The economic crisis is a major setback for the island nation that was still grappling with the legacy of a bloody three-decade civil war. That conflict, between the government and the Tamil Tiger insurgents who had taken up the cause of discrimination against the ethnic minority Tamils, ended in 2009. But many of its underlying causes have remained, with the Rajapaksa family continuing to cater to the majority Buddhist Sinhalese.
At least 42 people have been injured in clashes with security forces in the city, health officials said, after the police used tear gas and water cannons against protesters and fired shots into the air to try to disperse them.
Local news media showed footage of protesters breaching parts of the presidential residence as well as his secretariat, a separate building that houses his office.
Videos on social media showed protesters jumping into the pool in Mr. Rajapaksa’s residence, resting in bedrooms, and frying snacks in the presidential kitchen.
“I came here today to send the president home,” said Wasantha Kiruwaththuduwa, 50, who had walked 10 miles to join the protest. “Now the president must resign. If he wants peace to prevail, he must step down.”
The whereabouts of Mr. Rajapaksa was not clear. Prime Minister Ranil Wickremesinghe, who took office only in May and is also facing demands to resign, called for an emergency meeting of the leaders of political parties.

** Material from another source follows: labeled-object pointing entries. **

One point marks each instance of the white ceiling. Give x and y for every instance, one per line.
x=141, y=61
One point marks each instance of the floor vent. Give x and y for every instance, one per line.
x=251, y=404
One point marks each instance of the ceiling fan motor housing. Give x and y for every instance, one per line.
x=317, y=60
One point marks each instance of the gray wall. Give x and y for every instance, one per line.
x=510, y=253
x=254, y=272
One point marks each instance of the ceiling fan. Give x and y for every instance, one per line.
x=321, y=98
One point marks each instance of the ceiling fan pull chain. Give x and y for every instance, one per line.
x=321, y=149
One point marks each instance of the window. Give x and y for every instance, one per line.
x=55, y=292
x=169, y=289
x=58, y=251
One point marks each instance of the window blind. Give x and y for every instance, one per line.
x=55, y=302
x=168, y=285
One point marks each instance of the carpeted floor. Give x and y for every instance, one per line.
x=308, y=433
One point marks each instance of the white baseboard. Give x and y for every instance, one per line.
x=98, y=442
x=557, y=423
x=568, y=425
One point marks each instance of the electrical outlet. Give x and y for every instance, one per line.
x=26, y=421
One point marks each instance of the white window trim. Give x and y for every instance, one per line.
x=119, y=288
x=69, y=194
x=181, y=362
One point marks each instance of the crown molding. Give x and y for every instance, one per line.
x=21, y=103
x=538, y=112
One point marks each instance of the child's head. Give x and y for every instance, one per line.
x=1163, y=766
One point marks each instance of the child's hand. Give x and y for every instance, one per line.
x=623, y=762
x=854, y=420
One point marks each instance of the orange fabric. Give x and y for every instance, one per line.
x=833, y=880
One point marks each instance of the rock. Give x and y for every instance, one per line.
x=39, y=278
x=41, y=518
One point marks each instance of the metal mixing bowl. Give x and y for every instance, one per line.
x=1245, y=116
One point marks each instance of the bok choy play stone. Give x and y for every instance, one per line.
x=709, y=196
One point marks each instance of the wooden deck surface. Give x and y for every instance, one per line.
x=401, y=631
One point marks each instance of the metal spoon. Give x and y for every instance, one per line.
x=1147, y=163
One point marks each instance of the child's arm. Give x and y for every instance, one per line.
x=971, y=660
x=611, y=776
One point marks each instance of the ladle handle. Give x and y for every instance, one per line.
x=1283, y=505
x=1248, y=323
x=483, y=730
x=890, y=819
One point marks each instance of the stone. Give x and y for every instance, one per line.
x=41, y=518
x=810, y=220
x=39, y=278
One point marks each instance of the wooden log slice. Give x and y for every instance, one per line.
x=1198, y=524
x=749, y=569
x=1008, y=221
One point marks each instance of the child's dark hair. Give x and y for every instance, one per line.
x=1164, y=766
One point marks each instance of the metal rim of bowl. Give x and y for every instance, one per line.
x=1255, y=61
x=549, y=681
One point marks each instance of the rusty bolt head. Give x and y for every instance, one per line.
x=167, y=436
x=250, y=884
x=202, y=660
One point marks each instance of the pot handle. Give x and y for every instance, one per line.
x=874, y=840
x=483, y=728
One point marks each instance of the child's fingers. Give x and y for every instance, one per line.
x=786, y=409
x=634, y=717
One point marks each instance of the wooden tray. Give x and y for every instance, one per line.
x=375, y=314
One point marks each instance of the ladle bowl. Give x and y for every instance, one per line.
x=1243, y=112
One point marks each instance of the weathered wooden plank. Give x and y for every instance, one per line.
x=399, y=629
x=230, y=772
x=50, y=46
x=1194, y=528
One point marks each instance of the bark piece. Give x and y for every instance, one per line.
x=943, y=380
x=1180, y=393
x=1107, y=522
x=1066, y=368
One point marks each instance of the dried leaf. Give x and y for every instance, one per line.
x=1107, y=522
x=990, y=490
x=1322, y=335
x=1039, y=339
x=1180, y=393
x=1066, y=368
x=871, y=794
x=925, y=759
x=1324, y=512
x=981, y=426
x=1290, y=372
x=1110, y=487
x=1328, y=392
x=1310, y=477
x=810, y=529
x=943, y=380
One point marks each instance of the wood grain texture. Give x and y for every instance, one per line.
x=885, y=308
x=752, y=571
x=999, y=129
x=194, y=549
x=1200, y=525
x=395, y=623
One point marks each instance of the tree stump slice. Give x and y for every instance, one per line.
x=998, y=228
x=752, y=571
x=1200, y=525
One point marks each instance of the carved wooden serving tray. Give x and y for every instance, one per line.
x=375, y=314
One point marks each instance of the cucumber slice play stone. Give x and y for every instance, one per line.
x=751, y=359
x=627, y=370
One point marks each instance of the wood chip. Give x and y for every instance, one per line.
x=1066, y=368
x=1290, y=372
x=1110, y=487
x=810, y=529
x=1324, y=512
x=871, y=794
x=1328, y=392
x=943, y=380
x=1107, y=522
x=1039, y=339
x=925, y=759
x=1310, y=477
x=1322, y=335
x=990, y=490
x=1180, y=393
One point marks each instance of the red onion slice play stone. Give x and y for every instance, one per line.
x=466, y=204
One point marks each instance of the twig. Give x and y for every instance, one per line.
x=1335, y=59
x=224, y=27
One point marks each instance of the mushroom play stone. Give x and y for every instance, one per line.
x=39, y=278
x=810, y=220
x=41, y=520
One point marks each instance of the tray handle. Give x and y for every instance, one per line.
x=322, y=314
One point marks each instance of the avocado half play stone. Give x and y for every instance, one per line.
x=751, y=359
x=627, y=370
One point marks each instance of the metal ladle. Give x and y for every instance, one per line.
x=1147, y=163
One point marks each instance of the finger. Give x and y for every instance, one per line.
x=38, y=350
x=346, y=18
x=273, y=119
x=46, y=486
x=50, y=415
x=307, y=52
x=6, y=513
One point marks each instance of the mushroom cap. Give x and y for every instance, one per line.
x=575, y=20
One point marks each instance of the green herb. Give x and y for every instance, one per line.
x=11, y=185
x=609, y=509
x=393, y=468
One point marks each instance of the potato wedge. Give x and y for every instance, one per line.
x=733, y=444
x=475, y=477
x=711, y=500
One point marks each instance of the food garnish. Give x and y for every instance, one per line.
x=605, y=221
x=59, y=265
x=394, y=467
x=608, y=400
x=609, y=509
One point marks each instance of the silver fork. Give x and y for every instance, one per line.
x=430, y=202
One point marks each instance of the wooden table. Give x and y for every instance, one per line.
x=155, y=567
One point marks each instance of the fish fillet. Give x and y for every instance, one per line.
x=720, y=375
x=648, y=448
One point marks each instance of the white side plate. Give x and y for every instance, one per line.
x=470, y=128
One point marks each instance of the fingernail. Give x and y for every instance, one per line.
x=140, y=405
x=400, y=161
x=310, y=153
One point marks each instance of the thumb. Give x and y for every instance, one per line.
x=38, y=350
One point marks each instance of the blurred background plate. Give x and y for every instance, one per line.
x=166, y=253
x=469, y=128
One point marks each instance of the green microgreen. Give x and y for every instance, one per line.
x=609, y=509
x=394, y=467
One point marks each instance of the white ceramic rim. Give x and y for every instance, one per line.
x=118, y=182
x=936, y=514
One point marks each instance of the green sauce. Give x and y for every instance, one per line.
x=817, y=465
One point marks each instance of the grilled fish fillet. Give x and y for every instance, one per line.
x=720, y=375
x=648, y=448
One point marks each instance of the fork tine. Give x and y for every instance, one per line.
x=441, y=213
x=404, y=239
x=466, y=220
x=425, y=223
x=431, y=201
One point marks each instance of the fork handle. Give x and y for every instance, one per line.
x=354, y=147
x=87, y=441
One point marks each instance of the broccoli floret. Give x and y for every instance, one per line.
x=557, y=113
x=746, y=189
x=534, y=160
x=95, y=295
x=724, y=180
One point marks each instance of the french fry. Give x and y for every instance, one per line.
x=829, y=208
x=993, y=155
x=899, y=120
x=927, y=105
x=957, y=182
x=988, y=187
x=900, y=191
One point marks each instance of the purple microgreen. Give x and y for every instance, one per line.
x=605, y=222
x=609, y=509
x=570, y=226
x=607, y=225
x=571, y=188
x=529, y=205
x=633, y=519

Protests have been taking place for months, but the demonstration on Saturday appeared to be one of the biggest yet, even though the authorities had imposed an overnight curfew and halted trains in an attempt to stop people from reaching the capital.
On Friday, the United Nations urged the “Sri Lankan authorities to show restraint in the policing of assemblies and ensure every necessary effort to prevent violence.”